Jeffy29 t1_jdyl665 wrote
The original tweet is immensely dishonest and has a poor understanding of science. Key advancements in science often come because the environment allowed it to happen. This notion that scientists sit in the room and have some brilliant breakthrough in a vacuum is pure fiction and a really damaging stereotype because it causes young people to not pursue career in science because they think they can't think of any brilliant idea. Even Einstein very likely would have not discovered special and general relativity if key advancements in astronomy in late 19th century did not gave us much more accurate data about the universe. I mean look at the field of AI, you think it's a coincidence that all these advancements came right as the physical hardware, the GPU allowed us to test our theories? Of course not.
I do think a very early sign of ASI will be if model will independently solves a long-standing and well-understood problem in science or mathematics. Like for example one of the Millennium-Prize Problems, but absolutely nobody is claiming AI as we have it now is anywhere near that. The person is being immensely dishonest to either justify perpetuating hate or more likely in this case just drifting. There is a lot of money to be made if you take stance on any issue and scream it loud enough, regardless how much it has to do with reality.

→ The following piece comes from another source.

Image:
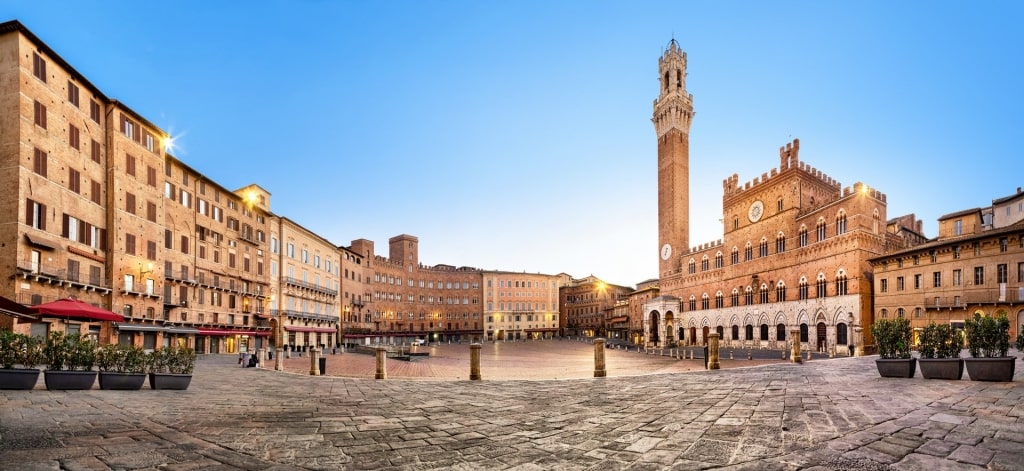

A personal anecdote from my life. I have a friend who is very very successful, he is finishing up his PhD in computer science at one of the top universities in the world. He is actually not that keen on transformers or machine learning through a mass amount of data, he finds it a pretty dumb and inelegant approach, but week ago we were discussing GPT-4 and I was of course gushing over it and saying how this will allow all these things, his opinion still hasn't changed, but at that moment he surprised me he said that they've had access to GPT-3 for a long time through university and he and others have used it to brainstorm ideas, let it critique the research papers, discuss if there is something they missed they should have covered etc. If someone so smart, at the bleeding edge of mathematics and computer science, finds this tool useful (GPT-3 no less) as an aid for their research, then you have absolutely no argument. Cope and seethe all day but if this thing is useful in real-world doing real science, then what is your problem? Yeah, it isn't Einstein, nobody said it was.